Böylece başını kuma gömüp gerçeklerden kaçabileceğini sanan Devekuşu Kabare kuruluyor ve Türk tiyatrosunun efsaneleri arasına giriyor. ‘Vatankurtaran Şaban’ oyununu sahnelemeye karar veriyorlar. Fakat müktesabatta kabare diye bir şey olmadığı için, polis ‘Nesiniz siz?’ diye soruyor tabii. “Müzik var mı?” Var. “Dans var mı?” Var. “Kadın var mı?” Var. “E siz pavyonsunuz” diyorlar ve pavyon ruhsatı veriyorlar. Akpınar, “Bizim de haliyle konsomatris olarak tanımlanmamız gerekiyordu, parmak izi verip izinlerimizi aldık” diyor o günleri anlatırken.
Tabii pavyonda vergi ağır, tiyatrodakinin üç katı. Kabareyi tanıtma derneği kuruyorlar. Bilet niyetine derneğin üye fişlerini satıyorlar. 1 Ekim 1976 akşamı da Devekuşu Kabare ‘Vatankurtaran Şaban’ oyunuyla perdesini açıyor. O gece çok alkış alıyorlar, yıldızlaşıyorlar. Zeki Müren bile onların hayranı, en önden izlemeye gidiyor sık sık.

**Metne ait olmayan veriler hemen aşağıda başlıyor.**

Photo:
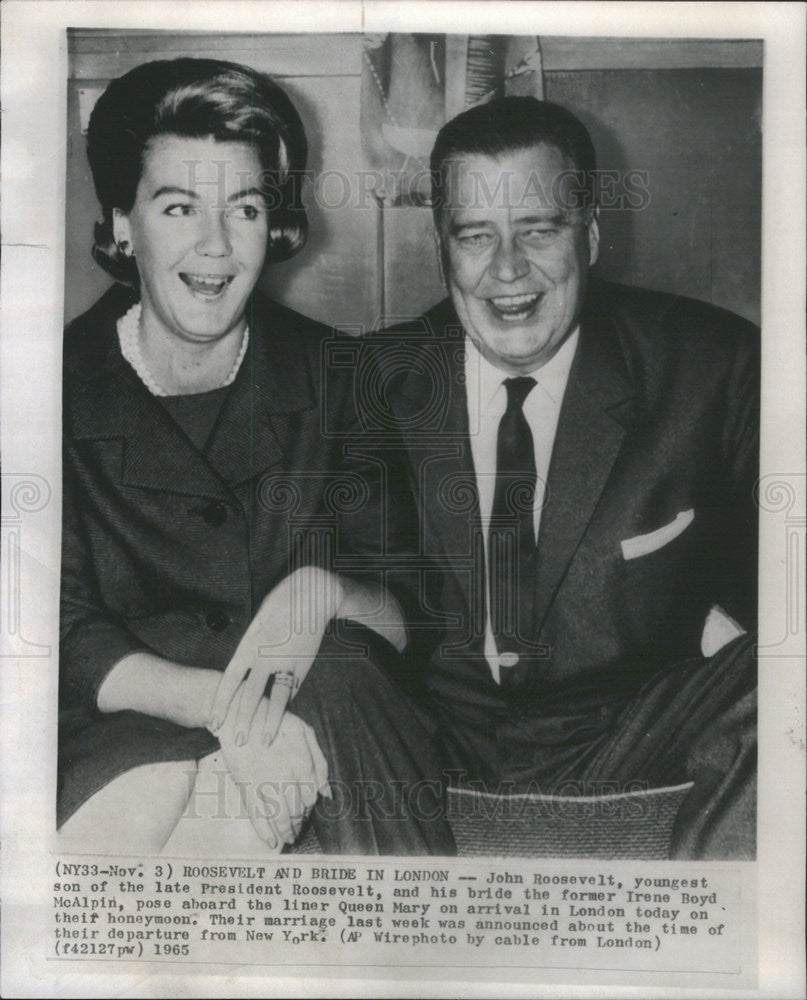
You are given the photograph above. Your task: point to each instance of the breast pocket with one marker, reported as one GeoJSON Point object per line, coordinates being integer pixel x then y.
{"type": "Point", "coordinates": [663, 602]}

‘Galiba ülke çok kımıldamadı’
Yıllar içinde sayısız oyun oynuyorlar, sinemaya da geçiş yapıyorlar ama o oyunların yeri bambaşka. O günün Türkiye’sini hicveden bu oyunların hâlâ güldürmesi, hâlâ güncel olması ise bence çok trajik. Metin Akpınar, bu konuya dair şöyle diyor: “Söylediğimiz şeyler eskimedi. Galiba ülke çok kımıldamadı…” Neyse… 12 Eylül darbesinden sonra bile ‘Yasaklar’ oyununu oynayabiliyorlar.
Oyuncu Cihat Tamer acıklı bir gülümsemeyle ekliyor: “Şimdi oynayamazdık...” Metin Akpınar anlatıyor: “Turgut Özal oyunları izler, 15 günde bir arar, ‘ne durumdayız’ diye sorup takip ederdi. Benden akıl almak için değil elbette, izleyen bin kişiyle nabız tutardı. Tiyatroda iktidarı eleştirdiğinizde çok gürültü çıkıyorsa, iktidar olarak kendine çeki düzen verirdi. Bu da Özal’ın dehasıdır işte!”

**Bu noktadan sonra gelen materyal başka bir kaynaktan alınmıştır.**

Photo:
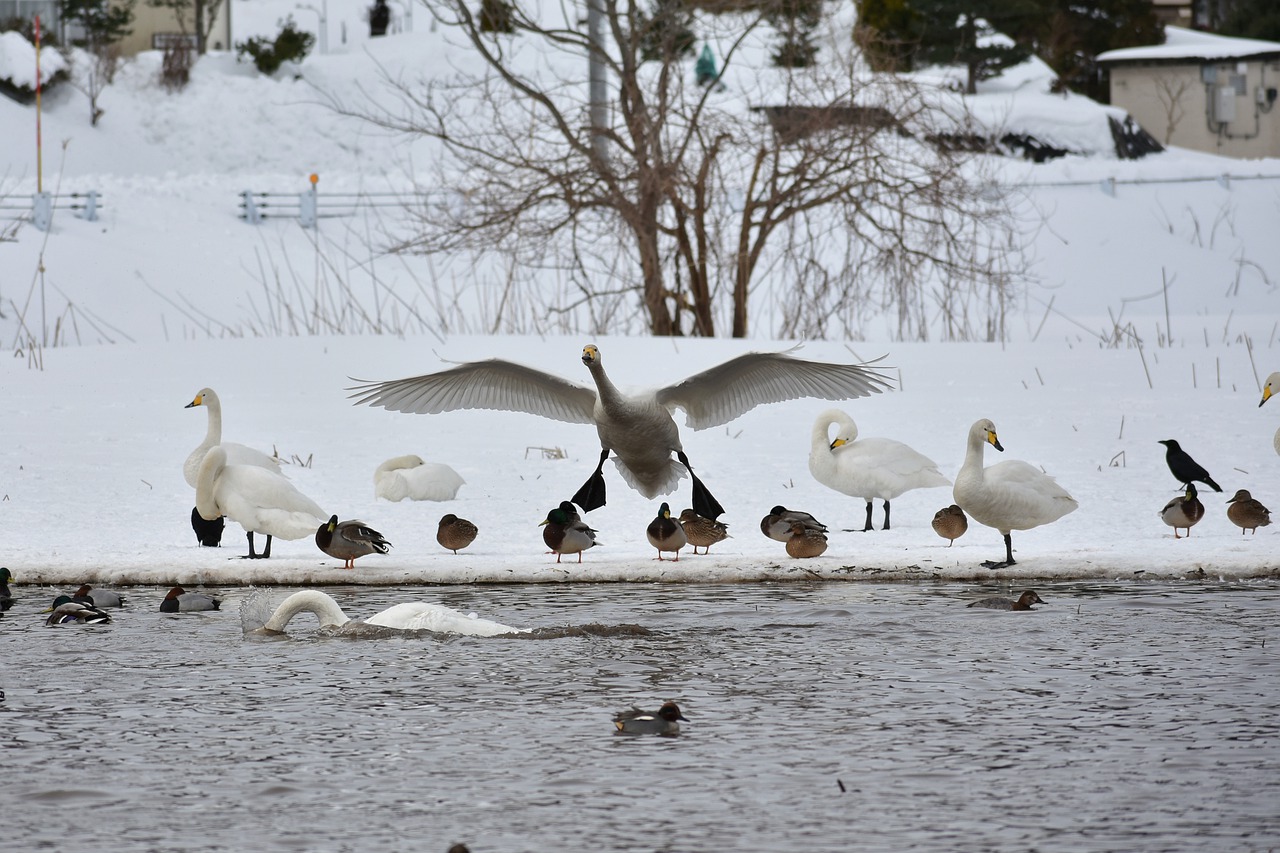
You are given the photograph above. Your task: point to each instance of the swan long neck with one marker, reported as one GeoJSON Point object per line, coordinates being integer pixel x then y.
{"type": "Point", "coordinates": [325, 609]}
{"type": "Point", "coordinates": [609, 396]}
{"type": "Point", "coordinates": [213, 465]}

Metin Akpınar, siyasete girmesi için de çok teklif alıyor. Özellikle Bülent Ecevit çok ısrarcı. Onu kırmamak için de “N’olur Metin Akpınar’a kıymayalım” diyerek ikna ediyor. “Siyasete girerdim ama yazık olurdu. Metin Akpınar olmak yerine halkın sanatçısı olmak çok daha güzel. İyi ki girmemişim” diyor.
25 Senede zirvede kalmak
Metin Akpınar, artık üniversitede ders veriyor; “Çok mutluyum, beni zinde tutuyor” diyor. Ve filmin bir yerinde hayatının özetini şöyle yapıyor: “24 yaşında yeni bir tür deniyor, atılım yapıyor, kendini kabul ettiriyor, 25 sene zirvede kalıyor. Bunun bir kısmını Zeki ortağıyla birlikte götürüyor. Bu bence milenyumun dörtte birinin harika bir resmidir. Hiç tevazu göstermiyorum, hatta övünerek söylüyorum…”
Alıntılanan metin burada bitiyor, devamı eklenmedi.